Enemy No. 2 lurks in the United States. She is Elizabeth Arden, whom Rubinstein calls ‘the Other One’. Rubinstein fights this battle until the end of her life: not only with creams and powders. When Arden hires away one of Rubinstein’s managers, Rubinstein retaliates, hiring her ex-husband.
As the Great War rages, Madame opens salons in New York, Philadelphia, Washington, Chicago and San Francisco. Since only suffragettes use lipstick, red lipstick is viewed as immoral. Rubinstein has no problem with that. She trains make-up instructors, who pass on their knowledge to clients. She promotes gymnastics.
During World War II, Rubinstein sends American troops burn salves and camouflage-coloured creams. She supports the Polish Red Cross. During this time she creates a waterproof mascara, a skin-firming cream and one containing vitamins.
Beauty has two initials
Rubinstein is good with numbers from childhood. First she maintains her father’s accounts when he trades in petroleum and eggs. When she comes to run her own firm, she passionately tracks the company’s stocks on the stock exchange. She comes out of the great financial crisis richer by nearly $6 million. In her official documents, Rubinstein subtracts several years from her age and adds her high heels to her height (147 cm). Her one problem is calculating calories: with age, her figure becomes rounder. This can hardly be seen in photographs of her: she orders that they be airbrushed.
For a millionaire, Rubinstein is thrifty. In her tax returns, she claims her high-fashion dresses as working clothes and she gets tax refunds both in New York and Paris. She sends her secretary to buy her discounted stockings. She organises energy-saving courses for her employees. For lunch, she buys take-away fried chicken and eats it at work, so as to save time.
She always says that there are no ugly women, only lazy ones. She is happiest when working and is amazed that there might be something more important. She hires from within her own family: Arden calls this the ‘Polish mafia’.
She surrounds herself with luxury. Fights with her husband regularly end in gifts of pearls, but ultimately they end in divorce. In her 26-room flat, she collects African sculpture, Victorian chairs, Chinese tables and Turkish lamps. On her walls hang works by Renoir, Picasso, Chagall and Matisse.

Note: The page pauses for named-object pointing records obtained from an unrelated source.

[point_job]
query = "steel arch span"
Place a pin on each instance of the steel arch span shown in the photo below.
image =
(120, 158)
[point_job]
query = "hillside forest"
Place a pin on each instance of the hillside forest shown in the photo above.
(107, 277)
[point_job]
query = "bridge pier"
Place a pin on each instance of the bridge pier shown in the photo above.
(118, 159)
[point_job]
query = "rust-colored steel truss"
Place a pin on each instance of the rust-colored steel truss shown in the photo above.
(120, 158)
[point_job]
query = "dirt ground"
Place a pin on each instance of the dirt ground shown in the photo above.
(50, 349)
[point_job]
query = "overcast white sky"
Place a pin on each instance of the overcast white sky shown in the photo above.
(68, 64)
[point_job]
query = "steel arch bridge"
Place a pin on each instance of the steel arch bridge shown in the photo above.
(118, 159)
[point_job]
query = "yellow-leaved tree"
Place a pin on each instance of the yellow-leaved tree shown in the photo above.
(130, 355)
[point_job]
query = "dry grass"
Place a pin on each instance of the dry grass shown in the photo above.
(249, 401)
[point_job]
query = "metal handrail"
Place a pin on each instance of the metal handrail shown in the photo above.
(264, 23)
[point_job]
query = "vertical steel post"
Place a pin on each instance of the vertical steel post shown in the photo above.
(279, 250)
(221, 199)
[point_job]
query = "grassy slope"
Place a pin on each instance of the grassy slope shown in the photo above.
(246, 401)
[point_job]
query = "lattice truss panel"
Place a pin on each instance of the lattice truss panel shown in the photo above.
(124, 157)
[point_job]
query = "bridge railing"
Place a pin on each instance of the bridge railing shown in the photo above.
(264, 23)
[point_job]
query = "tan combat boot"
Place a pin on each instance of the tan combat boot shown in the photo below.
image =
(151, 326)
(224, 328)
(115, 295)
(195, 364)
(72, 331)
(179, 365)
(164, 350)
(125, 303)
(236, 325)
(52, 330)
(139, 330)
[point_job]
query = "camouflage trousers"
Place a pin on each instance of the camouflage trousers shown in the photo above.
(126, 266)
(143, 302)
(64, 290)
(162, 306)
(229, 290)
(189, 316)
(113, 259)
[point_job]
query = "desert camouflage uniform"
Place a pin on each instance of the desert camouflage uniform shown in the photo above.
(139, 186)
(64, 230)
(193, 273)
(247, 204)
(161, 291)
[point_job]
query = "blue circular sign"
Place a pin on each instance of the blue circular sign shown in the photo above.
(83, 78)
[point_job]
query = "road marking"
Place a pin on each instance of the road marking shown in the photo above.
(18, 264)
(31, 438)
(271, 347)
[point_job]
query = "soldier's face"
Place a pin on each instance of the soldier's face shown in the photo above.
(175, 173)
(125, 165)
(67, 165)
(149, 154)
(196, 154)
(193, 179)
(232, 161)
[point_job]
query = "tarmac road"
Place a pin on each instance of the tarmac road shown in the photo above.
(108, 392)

She has 27 portraits of herself. The one in which she is bound to a rock by a rope of emeralds is painted by Salvador Dali. He also designs her corporate logo – HR – and a cosmetics compact. He also refurbishes her dining room.
The 66-year-old queen of beauty marries a prince of Georgia, a man some 23 years her junior. After his death, she throws herself back into work. At 95 years of age, she suffers a stroke in her office. She dies a day later the world’s wealthiest woman: Her empire is worth $100 million. Today, the firm belongs to the cosmetics company L’Oréal.